Unfortunately, you do take this sort of risk when you buy a used lens. A lens that was dropped may have a part inside that was cracked, so it appears to function normally for a while until the part breaks, and only then do you notice a problem. 

I think it's a good idea to factor this sort of thing into the price you are willing to pay for a used lens. If the deal is good enough that you can add the cost of a service visit to what you paid, and still come out significantly cheaper than a new (or refurbished, if available) lens, then you're getting a good price on the used copy.


----------



## Viggo (Sep 3, 2013)

*Re: 200 f2.0 first dissapointed customer ever?*

All advice and comments are appreciated 

I live in Norway so shipping with normal post-office mail isn't an option, they only insure up to 1500 usd. And with insurance and shipping for 6000 usd the price is 200.

I know the guy who sold it to me, and he's a great guy, so I think there is 100% chance this isn't caused by either of us, but something with the lens. The lens is only 10 months old. 

And I don't think either of us have even used the focusing ring for any thing else than supporting the lens.

It's just very annoying that the sealing is rubbish on this one. I think it's useless that it could happen without even using it situations where it could be an issue with a non-sealed lens. I have pushed the limit with some of my other gear to see what it could take and they worked flawlessly no matter what. I expect this lens to do the same, that's all.

The AF issue is a "sh!t happens" thing, it could happen, I can accept that. But everybody here would be pretty upset to have it happen to a 6k lens within the first year. 

I'll update the thread when I get some kind of feedback from the service place, could be useful for others if it is in fact gravel and it's not covered. That means you can't trust the sealing until the lens breaks and you get it fixed. 

Thanks again


----------



## neuroanatomist (Sep 3, 2013)

*Re: 200 f2.0 first dissapointed customer ever?*



Viggo said:


> The AF issue is a "sh!t happens" thing, it could happen, I can accept that. But everybody here would be pretty upset to have it happen to a 6k lens within the first year.
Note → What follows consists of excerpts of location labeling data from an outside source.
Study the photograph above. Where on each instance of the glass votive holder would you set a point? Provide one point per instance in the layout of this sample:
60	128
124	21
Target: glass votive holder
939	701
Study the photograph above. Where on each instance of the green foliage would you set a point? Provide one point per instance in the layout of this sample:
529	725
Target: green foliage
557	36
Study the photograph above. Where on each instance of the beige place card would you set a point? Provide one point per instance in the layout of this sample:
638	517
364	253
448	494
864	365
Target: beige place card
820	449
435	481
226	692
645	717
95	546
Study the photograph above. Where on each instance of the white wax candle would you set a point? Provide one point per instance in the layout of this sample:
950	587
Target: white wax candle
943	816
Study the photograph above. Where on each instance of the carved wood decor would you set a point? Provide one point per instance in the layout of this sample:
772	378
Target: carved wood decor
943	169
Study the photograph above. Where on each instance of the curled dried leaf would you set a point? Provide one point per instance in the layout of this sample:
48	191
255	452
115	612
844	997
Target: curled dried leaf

...as opposed to a nearly $7K camera within the first year? Honestly, the 1D X issue is worse, IMO, because it affects pretty much all users who bought the camera before the recall, whereas I haven't seen a big outcry or recall of the 200/2 for 'gravel in the focus ring' - seems you were unlucky and got a lemon. Still sucks, though. I suspect it'll end up not being gravel (wouldn't you or the person you bought it from know that it had been dragged through gravel?), or the sealing, but something internal that's broken.


----------



## Viggo (Sep 3, 2013)

*Re: 200 f2.0 first dissapointed customer ever?*



neuroanatomist said:


> Viggo said:
> 
> 
> > The AF issue is a "sh!t happens" thing, it could happen, I can accept that. But everybody here would be pretty upset to have it happen to a 6k lens within the first year.
> ...



I can agree that the 1dx issue is worse because it affects much more people. But I had mine in for service but it never malfunctioned for me, and it seems to me that majority of serviced 1dx's wasn't having the symptoms, just the serialnumber.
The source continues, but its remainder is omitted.